The neighbouring constituency, Ochil and South Perthshire, was won by former retail accountant Luke Graham, who took the seat from prominent Salmond ally Tasmina Ahmed-Sheikh. He only became active in politics during the independence referendum, and has remained strong on constitutional issues, expressing his “frustration” at the Brexit bill and rejecting the SNP’s ongoing manoeuvring for a second independence referendum.


PAUL MASTERTON

Member of Parliament for East Renfrewshire

Paul Masterton has become one of the most prominent MPs in the new Scottish Tory batch – but for reasons that probably won’t please the Prime Minister.

The former George Watson’s boy took East Renfrewshire from the SNP’s Kirsten Oswald in 2017, inheriting one of the most staunchly Europhile constituencies in Scotland.

It has forced him to take an outspoken independent stance on Brexit, and seen him marked out as one of the “mutineers” accused of trying to derail Theresa May’s Brexit plans.

“I am not and have never been a Brexiteer,” he told HuffPost UK.

“To me, respecting the will of the people isn’t about happy-clappy cheering like a seal every time someone says we’re leaving the European Union, it’s about recognising that yes, we are leaving, but how are we going to do it.”

He has backed rebel ringleader Stephen Hammond’s bid to secure a soft Brexit through joining tiny trading block EFTA, describing it as a “safe harbour” until future trade deals are finalised.


ROSS THOMSON

Member of Parliament for Aberdeen South

Arch-Brexiteer Ross Thomson had been a Tory stalwart for over a decade until he won a seat on the Holyrood North East Scotland list in 2016 and upgraded to the Westminster constituency of Aberdeen South in 2017.

He was a prominent member of Vote Leave in the EU referendum, turning his back on Ruth Davidson’s defence of the European Union which was backed by the majority of her MSPs.

He is a member of Jacob Rees-Mogg’s European Research Group, which he describes as a group united by the objective of ensuring May does not waver from the hard Brexit course she set out in her Lancaster House speech. His Euroscepticism is rooted in his close links to the fishing and farming industries in the North East.
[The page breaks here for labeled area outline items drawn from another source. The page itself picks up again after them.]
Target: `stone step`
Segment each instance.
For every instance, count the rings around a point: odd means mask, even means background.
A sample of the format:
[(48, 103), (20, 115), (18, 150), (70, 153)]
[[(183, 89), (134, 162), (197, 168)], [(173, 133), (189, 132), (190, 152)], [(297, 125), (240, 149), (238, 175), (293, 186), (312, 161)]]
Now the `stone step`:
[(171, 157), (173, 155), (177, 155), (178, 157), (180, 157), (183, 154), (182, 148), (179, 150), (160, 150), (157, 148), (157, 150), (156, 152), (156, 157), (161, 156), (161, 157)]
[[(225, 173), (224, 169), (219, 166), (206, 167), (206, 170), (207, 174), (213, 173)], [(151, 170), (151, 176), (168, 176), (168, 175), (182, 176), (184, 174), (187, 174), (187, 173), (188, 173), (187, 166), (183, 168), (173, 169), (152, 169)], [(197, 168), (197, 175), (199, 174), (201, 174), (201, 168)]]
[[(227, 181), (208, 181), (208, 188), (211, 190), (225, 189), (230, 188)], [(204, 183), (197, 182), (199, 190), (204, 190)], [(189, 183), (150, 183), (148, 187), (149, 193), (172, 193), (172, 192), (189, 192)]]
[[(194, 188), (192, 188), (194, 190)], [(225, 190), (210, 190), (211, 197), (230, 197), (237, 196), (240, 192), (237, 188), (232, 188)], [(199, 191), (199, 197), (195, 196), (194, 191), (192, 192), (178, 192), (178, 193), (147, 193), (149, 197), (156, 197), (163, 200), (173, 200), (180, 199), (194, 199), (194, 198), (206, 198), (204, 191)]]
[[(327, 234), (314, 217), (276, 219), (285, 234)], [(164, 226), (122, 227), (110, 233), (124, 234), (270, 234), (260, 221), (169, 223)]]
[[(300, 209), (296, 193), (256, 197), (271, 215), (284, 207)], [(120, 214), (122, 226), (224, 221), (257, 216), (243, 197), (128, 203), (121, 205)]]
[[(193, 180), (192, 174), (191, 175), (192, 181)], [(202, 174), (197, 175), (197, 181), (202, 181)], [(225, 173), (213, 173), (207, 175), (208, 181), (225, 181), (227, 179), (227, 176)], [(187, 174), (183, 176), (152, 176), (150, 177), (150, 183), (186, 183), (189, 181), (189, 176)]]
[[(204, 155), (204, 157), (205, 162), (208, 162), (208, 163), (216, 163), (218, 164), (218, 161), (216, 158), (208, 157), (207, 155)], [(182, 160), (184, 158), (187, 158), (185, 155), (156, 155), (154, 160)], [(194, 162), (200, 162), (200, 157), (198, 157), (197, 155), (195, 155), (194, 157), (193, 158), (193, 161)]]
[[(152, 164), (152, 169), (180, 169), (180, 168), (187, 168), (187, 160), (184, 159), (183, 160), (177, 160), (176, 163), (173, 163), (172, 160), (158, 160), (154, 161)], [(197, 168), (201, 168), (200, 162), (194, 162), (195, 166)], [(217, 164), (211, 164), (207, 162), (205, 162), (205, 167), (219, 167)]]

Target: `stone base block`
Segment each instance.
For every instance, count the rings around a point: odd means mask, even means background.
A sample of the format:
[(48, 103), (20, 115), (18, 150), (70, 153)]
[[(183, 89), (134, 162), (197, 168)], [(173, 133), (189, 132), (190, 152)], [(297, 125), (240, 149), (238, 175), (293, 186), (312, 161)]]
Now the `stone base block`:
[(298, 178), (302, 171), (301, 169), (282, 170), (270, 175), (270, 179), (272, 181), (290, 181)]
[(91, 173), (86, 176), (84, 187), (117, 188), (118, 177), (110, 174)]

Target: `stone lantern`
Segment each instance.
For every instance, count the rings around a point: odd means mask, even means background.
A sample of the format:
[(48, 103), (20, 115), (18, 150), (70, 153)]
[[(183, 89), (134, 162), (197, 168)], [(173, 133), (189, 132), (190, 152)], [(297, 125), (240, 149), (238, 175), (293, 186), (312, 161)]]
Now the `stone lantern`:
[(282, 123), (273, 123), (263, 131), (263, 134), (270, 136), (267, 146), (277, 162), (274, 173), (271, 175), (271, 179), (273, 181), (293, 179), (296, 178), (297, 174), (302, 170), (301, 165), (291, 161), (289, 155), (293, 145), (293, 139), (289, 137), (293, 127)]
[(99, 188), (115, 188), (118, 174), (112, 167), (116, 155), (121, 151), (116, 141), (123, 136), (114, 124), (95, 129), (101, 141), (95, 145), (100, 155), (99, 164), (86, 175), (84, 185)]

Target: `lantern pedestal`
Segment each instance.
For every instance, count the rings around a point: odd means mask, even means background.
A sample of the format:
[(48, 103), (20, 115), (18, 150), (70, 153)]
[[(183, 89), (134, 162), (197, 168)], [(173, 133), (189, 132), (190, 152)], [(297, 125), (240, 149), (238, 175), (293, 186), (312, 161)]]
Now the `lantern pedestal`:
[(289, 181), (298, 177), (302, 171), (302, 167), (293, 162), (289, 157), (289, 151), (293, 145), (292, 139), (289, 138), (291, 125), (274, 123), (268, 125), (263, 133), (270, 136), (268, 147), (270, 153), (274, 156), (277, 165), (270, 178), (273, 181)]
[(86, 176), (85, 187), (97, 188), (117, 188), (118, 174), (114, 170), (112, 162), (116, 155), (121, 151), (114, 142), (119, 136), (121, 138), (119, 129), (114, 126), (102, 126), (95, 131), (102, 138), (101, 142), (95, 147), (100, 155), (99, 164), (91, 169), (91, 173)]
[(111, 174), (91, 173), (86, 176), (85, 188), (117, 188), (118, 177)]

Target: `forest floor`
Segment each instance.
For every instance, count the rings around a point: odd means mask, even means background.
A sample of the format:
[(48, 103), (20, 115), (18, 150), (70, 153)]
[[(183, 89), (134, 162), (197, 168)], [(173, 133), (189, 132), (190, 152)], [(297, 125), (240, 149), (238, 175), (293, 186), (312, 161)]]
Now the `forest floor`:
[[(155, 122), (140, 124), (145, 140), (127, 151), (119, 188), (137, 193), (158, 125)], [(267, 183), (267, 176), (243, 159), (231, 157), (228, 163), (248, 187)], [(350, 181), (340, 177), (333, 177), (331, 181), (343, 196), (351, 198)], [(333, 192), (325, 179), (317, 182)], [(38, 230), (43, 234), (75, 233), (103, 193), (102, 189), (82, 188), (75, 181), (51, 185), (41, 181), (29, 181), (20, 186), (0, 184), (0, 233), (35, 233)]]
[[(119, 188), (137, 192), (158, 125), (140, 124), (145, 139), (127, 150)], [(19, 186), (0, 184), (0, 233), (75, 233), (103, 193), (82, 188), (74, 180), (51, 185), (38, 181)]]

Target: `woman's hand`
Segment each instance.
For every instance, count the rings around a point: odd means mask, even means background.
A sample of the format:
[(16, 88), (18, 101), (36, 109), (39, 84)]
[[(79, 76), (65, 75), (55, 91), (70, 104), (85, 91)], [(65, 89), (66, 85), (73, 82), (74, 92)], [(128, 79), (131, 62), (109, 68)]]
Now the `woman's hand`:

The MP is an outspoken supporter of LGBTI rights, and has also recently launched a campaign at Westminster to follow Holyrood’s lead and ban “barbaric” electric shock dog collars.


DOUGLAS ROSS

Member of Parliament for Moray

Douglas Ross handed his opponents an open goal when he missed a vote on the emotive issue of welfare reform to be an assistant referee at a Champions League match.

The nationalists were desperate for retribution after he claimed one of their biggest scalps, former Westminster leader Angus Robertson, in the Moray stronghold they had held since the days of Margaret Ewing in 1987.

Accusations that he was a “part-time politician” inevitably followed, and he pledged to reject any further offers to referee while parliament is sitting.

However, he later committed another clear foul when he said he would “like to see tougher enforcement against Gypsy Travellers”, prompting a rebuke from Amnesty International and a disciplinary warning by his employers at the Scottish Football Association.

Far from being a part-time politician, he had been a councillor since 2007 and stood for nearly every parliamentary election since then until he won a seat on the Highlands and Islands Holyrood list in 2016 before taking the ultimate Westminster prize.